Opening Bell: 6.12.06

Author:
Publish date:

Buy! Buy! Buy! Sell! Sell! Sell! (Slate)
Tim Harford, writing in Slate, hits on a subject near to our heart, that of the rationality of sudden reversals or rapid changes in the stock market. It's also, of course, timely. Some would look at these moments as evidence of irrationality (or at least bouts of it) that are quite present in the market; certainly they don't seem to be efficient. But there's some evidence that it may be efficient for sellers (or buyers) to move in concert -- that it represents the rapid diffusion of information, including the important information of what others in the market are doing. This kind of explanation should give comfort to the EMHers, but it is it too pat? Is the Efficient Markets Hypothesis basically some sort of non-disprovable theory whose fundamental flaw is that it's too robust, that it has an answer for everything? Is the EMH a cult? Yes and yes.
More on Wal-Mart and Organics (Truth On The Market)
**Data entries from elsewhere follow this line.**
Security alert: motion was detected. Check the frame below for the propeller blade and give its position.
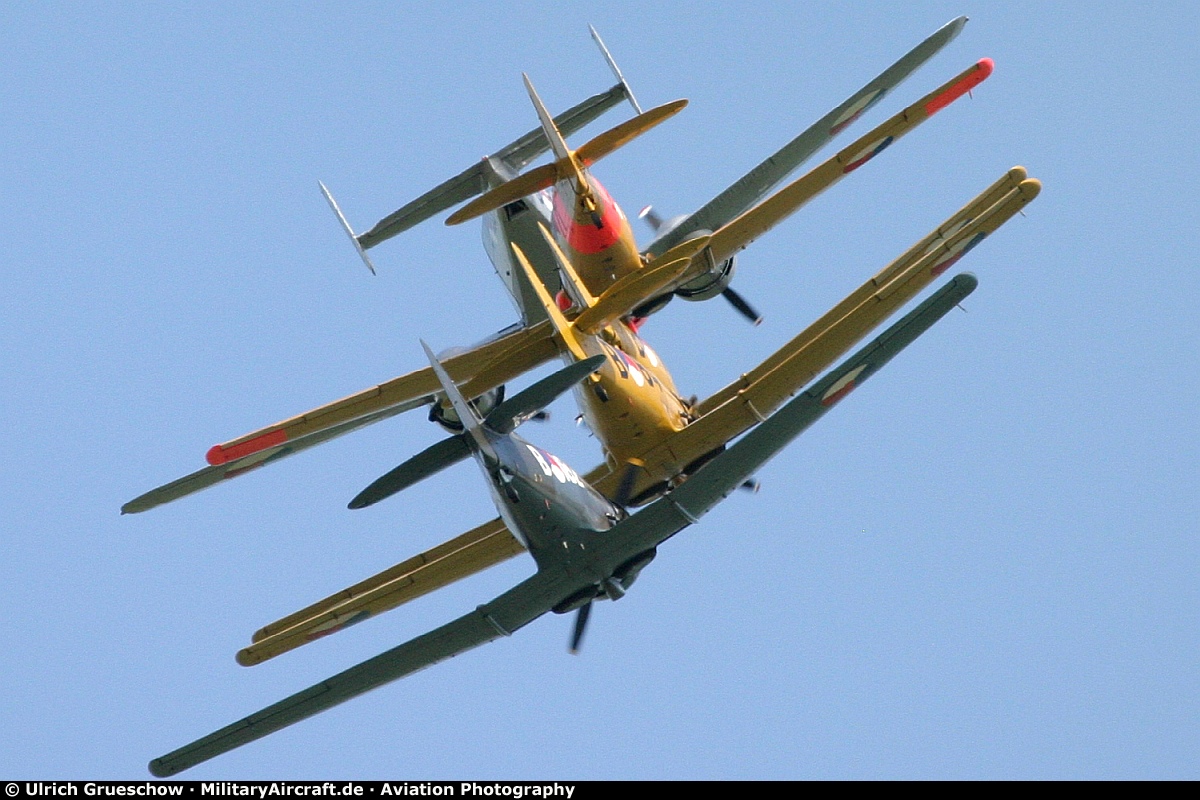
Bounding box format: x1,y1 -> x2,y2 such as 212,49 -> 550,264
721,289 -> 762,325
571,600 -> 592,655
612,462 -> 637,509
347,434 -> 470,509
You always basically knews that people who insisted on eating organic foods, and showed disdain for typical agriculture, were just a bunch of cultural elitists. Fortunately, folks like Hank Paulson are finally starting to show their true colors, so such accusations aren't seen as baseless anymore. It really came to a head in the last week in response to Wal-Mart's continued makeoever (to appeal to the Target crowd), and their decision to start selling organics. The New York Times (of course) offered up their sacrificial lamb (who they knew would get savaged) to claim that Wal-Mart subverts the very idea behind organics, and that it would now be all about efficiency and cheapness, as opposed to responsibly produced, responsibly priced food. Funny, we always thought organic had something to do with not using pesticides, but perhaps that's terribly quaint of us. On the other hand, responsible prices is a totally meaningless concept, and one gets the impression that these forces would like to see most food priced out of range for most people -- then they can continue to laugh at whitebread America; it's perfect.
Blogger Hits Home By Urging Boycott Of Chinese Property (WSJ)
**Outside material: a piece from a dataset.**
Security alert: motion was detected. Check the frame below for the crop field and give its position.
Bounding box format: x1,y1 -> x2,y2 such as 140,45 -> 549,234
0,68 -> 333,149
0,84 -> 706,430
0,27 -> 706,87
This guy seems to have all the making of a regular Bill O'Reilly. Zou Tao thinks that the Chinese real estate market is way overheated, and he's calling on people to boycott purchasing property. He's been gaining traction and support too, with 150,000 people pledging to him that they wouldn't buy property until prices come down. In one sense, it's a natural reaction to high (or, perhaps too high) prices. People should wait for prices to stabilize; sometimes it is dumb to spend too much in a spiking market. But these attempts at playing around with the price of something, whether it's this guy on his blog, or O'Reilly and has one man crusade to make gas for affordable, is really silly. If anything, they're only building pent-up demand. A smart investor would be buying now, waiting to sell to these people once they eventually capitulate to the market. That being said, if the stock market continues its drop, we promise to do our best to will it in the other direction. We'll start collecting "no selling" pledges from our readers with a commitment not to sell until the market jumps 10%, at which point we can start the sell-off cycle once again.
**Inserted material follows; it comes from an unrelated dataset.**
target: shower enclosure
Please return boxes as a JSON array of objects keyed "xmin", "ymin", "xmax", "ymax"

Enquiring minds want to IPO? (CNN Money)
For those who subscribe to the theory that there's a bubble in celebrity (as evidence, the large number of celebrities who, um, don't have any fans), nothing would make for a better indicator of the top than an IPO of American Media, the company behind Star and the National Enquirer. The proliferation of these magazines on racks with their redundant (another red flag) stories, pictures and juice-less gossip is one of the most telltalle signs of the bubble. Whereas once celebrities held a valuable economic function, more and more it just seems like an industry supporting a lot of worthless weight. At the moment, there's no official plan for an American Media IPO, but some are stoking the flames of speculation. Please, just let it be -- and quick.


Arcelor formally rejects Mittal bid, but ready to consider an improved offer (AFX)
There's a lot of mixed news coming out on the last twist in the Arcelor/MIttal love story. It appears that once again, Arcelor has indicated it's just not ready to settle down at this point, and that it wants to see what like with the younger, wilder Severstal is like, before hitching up with the more mature Mittal. As with every other incident so far, it seems useless to pay too much attention to any one event or final conclusion, as there will undoubtedly be more.
Correcting the Record about Microsoft (Scobleizer)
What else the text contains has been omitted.